Associate Alice Decramer discusses the reform of the French rules of civil procedure and the pre-trial phase. Watch the full video, below.
This video was featured in the newly launched Legal Diarist, written and published by The Times’ legal correspondent, Edward Fennell, 23 April 2020, here.
Reform of the French rules of civil procedure and the pre-trial phase
No one could have missed that the end of 2019 was marked by a historic reform of civil procedure rules. In particular, the Decree of 11 December 2019 has had an impact on the pre-trial phase that is specific to civil proceedings.
By way of reminder, the report on the improvement and simplification of civil proceedings, submitted by Frédérique Agostini and Nicolas Molfessis, recommended rationalising the investigation of cases and called for a redefinition of the pre-trial phase.
This redefinition of the pre-trial phase focused on two aspects: encourage pre-trial proceedings based on agreements and rethink the role of the Judge in charge of Procedural Matters.
The Decree followed this recommendation by encouraging pre-trial proceedings based on agreements and extending the powers of the Judge in charge of Procedural Matters to settling inadmissibility pleas.
Which incentives are there to encourage the pre-trial proceedings based on agreement?
Encouraging pre-trial proceedings based on agreement is provided for in new Article 776, paragraph 2, of the French Code of Civil Procedure.
Pursuant to this Article, as early as the preliminary hearing, the Judge in charge of Procedural Matters questions the parties in order to find out if they have, or if they intend to, enter into an Agreement on Participative Proceedings for the Pre-Trial Proceedings (CPPME).
Several incentives are given to the parties. If they wish to enter into the said agreement, they can ask the Judge, during the preliminary hearing, to set a deadline for the end of the pre-trial proceedings as well as a trial hearing, therefore having more control over the procedural deadlines. In any event, all cases where the parties will choose to deal with the pre-trial proceedings by way of an agreement will be scheduled for trial quickly.
Furthermore, pre-trial proceedings based on agreement will interrupt the action and thereby suspend the limitation period, meaning that the parties are free to organise their pre-trial proceedings without fearing the expiry of the said period.
The aim is, in fact, to reverse the parties’ relation to judicial time by making the pre-trial proceedings dependent on the trial hearing and no longer the opposite.
Will the reform have a real impact on pre-trial proceedings based on agreement?
Nevertheless, we have reservations about the real impact of this provision. Indeed, entering into an Agreement on Participative Proceedings for the Pre-Trial Proceedings means each party waives its right to bring a plea of inadmissibility, a procedural plea or a claim based on the provisions of Article 47 of the French Code of Civil Procedure.

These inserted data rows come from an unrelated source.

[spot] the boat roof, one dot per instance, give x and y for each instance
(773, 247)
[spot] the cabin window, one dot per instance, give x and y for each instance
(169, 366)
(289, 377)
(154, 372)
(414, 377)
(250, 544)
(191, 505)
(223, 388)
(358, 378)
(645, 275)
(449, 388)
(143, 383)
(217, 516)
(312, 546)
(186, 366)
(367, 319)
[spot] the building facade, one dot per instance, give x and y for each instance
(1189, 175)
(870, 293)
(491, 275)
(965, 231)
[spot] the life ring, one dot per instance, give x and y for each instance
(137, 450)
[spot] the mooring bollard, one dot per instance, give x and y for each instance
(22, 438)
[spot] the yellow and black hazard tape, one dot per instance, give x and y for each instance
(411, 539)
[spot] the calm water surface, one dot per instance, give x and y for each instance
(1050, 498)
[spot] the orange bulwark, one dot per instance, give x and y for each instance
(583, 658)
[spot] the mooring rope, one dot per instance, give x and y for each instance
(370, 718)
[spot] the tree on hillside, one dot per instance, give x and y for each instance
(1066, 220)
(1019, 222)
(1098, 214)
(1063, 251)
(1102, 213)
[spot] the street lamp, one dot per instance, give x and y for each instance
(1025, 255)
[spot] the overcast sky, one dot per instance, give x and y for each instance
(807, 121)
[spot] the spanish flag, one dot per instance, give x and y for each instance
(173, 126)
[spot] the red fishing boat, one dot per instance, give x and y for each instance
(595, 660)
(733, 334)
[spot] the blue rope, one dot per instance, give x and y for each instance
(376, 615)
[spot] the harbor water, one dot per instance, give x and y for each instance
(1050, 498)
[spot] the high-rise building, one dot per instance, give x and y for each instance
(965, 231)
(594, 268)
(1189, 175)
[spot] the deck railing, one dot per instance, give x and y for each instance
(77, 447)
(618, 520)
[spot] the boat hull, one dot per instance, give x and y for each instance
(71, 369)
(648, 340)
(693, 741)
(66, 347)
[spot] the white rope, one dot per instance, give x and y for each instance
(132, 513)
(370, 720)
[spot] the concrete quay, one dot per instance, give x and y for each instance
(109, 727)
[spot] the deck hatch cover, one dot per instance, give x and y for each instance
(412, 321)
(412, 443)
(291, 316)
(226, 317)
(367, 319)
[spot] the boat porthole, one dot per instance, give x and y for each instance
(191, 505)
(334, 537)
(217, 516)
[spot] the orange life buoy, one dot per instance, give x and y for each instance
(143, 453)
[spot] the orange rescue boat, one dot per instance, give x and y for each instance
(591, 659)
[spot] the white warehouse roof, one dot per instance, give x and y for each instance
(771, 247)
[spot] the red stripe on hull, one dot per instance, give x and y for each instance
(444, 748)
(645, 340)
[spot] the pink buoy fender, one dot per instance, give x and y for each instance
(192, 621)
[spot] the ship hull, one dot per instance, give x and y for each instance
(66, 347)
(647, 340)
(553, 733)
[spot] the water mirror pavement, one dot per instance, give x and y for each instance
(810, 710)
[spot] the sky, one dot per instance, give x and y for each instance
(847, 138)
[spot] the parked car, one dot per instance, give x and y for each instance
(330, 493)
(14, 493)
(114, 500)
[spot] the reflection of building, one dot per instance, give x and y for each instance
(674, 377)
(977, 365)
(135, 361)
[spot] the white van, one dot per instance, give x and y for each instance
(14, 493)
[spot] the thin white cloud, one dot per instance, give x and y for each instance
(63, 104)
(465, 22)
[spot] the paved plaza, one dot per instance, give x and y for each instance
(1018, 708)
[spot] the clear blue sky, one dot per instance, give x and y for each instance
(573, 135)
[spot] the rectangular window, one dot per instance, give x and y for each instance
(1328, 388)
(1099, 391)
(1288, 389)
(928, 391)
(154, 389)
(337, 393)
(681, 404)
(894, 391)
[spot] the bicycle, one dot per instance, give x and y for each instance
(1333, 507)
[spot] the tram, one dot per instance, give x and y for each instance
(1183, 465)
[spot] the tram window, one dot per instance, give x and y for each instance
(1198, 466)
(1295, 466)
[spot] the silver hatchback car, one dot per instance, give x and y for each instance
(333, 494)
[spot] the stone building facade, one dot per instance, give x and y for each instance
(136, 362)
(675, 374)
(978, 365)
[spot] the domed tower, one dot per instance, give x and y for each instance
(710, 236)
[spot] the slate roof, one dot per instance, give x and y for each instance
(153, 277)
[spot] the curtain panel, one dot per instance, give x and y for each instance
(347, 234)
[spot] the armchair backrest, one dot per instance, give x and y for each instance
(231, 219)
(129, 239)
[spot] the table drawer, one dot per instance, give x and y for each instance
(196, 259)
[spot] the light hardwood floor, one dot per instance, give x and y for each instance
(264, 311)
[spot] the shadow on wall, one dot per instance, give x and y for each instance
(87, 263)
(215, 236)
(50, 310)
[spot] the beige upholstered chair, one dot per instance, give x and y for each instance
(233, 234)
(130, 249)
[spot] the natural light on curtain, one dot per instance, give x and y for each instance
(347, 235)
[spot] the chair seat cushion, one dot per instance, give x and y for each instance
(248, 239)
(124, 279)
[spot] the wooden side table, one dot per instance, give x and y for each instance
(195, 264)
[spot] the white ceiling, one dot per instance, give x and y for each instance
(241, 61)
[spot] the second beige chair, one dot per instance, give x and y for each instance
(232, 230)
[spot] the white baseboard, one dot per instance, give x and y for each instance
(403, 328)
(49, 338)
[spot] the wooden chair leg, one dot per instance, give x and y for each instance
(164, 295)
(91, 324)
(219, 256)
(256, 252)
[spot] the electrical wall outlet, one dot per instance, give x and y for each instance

By doing so, the parties will have to do a lot of preparatory work and be particularly vigilant from the beginning of the proceedings in order to determine whether or not it will be possible to bring these grounds forth, which may discourage them.
Furthermore, this externalisation of the pre-trial proceedings is based on mechanisms that already exist under French Law, namely participative proceedings and lawyers’ deeds. Yet, when looking at the last few years, one can notice that these mechanisms failed to win unanimous support from legal professionals and were actually very rarely used.
This reform actually recycles pre-existing mechanisms and is likely to be confronted with the same weaknesses as those observed over the last few years.
And what about the extending powers of the judge in charge of procedural matters?
A much more marking innovation of pre-trial proceedings is the extension of the power of Judges in charge of Procedural Matters to settling inadmissibility pleas.
This is even stronger considering that, on the one hand, a mechanism is provided for so that the Judge in charge of Procedural Matters can settle an inadmissibility plea, including when a decision is to be handed down again regarding a question relating to the merits of the case.
On the other hand, the parties cannot raise an inadmissibility plea after the case is removed from the Judge in charge of Procedural Matters’ docket.
And finally, the Orders from the Judge in charge of Procedural Matters settling inadmissibility pleas will have res judicata as an exception.
This is therefore a true mechanism of getting rid of procedural pleas and this mechanism is welcomed by legal professionals since it will, at last, avoid proceedings being extended uselessly when it is obvious they are inadmissible.